How to sew Chiffon

How to sew Chiffon

Charlie Bradley Ross Tuesday, 15 October 2013

Chiffon (which means raspberries in arabic!) looks and feels beautiful when worn, but even the most experienced sewers know that sometimes it can be tricky to work with. That’s why we wanted to share with you some tips on how to make the most out of this amazing fabric:

  • Practice with small projects using scraps and offcuts until you feel ready to take on a whole chiffon garment.
  • Lay a piece of tissue paper under the fabric and place the pattern pieces on top, and pin all three layers together.
  • Don't try and cut corners by doubling up chiffon and cutting it - only cut one layer of chiffon at a time.
  • Use French seams where possible. This looks much neater on sheer fabrics, and will help the garment drape beautifully.
  • Create beautiful chiffon ruffles by setting your sewing machine to use a long stitch with tight pressure.
  • Fabric stabilisers or "stiffeners" can greatly simplify the process of working with chiffon by stopping it from moving around so much! You can use it on seam lines or coat it on the entire fabric. Iron-on spray starch is a great temporary stabiliser that usually wears off by the time you've finished making.
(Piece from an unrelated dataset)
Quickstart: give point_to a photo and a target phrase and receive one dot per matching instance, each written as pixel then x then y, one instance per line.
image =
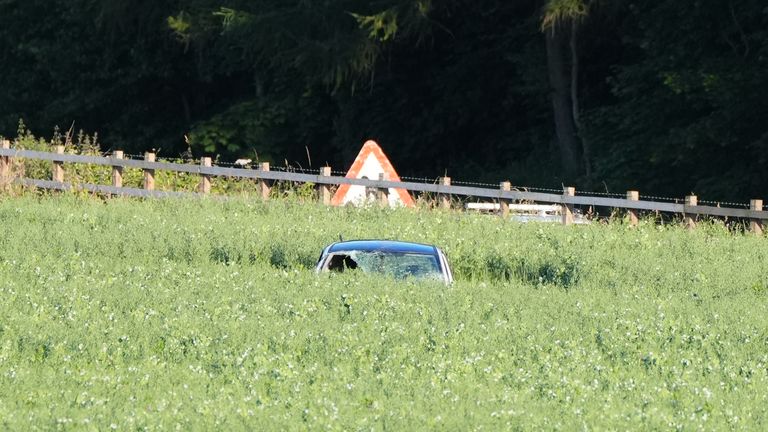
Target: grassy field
pixel 200 315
If not, it's easy to gently rinse the garment and hang dry. Before committing to this approach, test a small scrap of fabric to ensure the process of removing the stabiliser doesn't damage the fabric.

Here are some tips from Tamara of Connect on how she found sewing our beautiful Super Fine Chiffon

The new photographs of the Chiffon definitely give a better understanding of the fabric, however the photos still don't quite illustrate how super light it is - I would definitely order a sample beforehand to get the best idea of the fabric from that.

My tips when sewing would be to handle very much with care as the fabric is very sensitive. I advise using a small/thin needle with the fabric so as to not rip through it - the tension of the sewing machine also affects the warping of the fabric. My suggestion would be to sample the needles and tensions on scrap pieces to make sure that the settings are correct. I also suggest slightly feeding the sewing machine with the fabric, however it is important that it is done slowly as to not create gathering.

When you care for and handle the fabric gently, it works super well!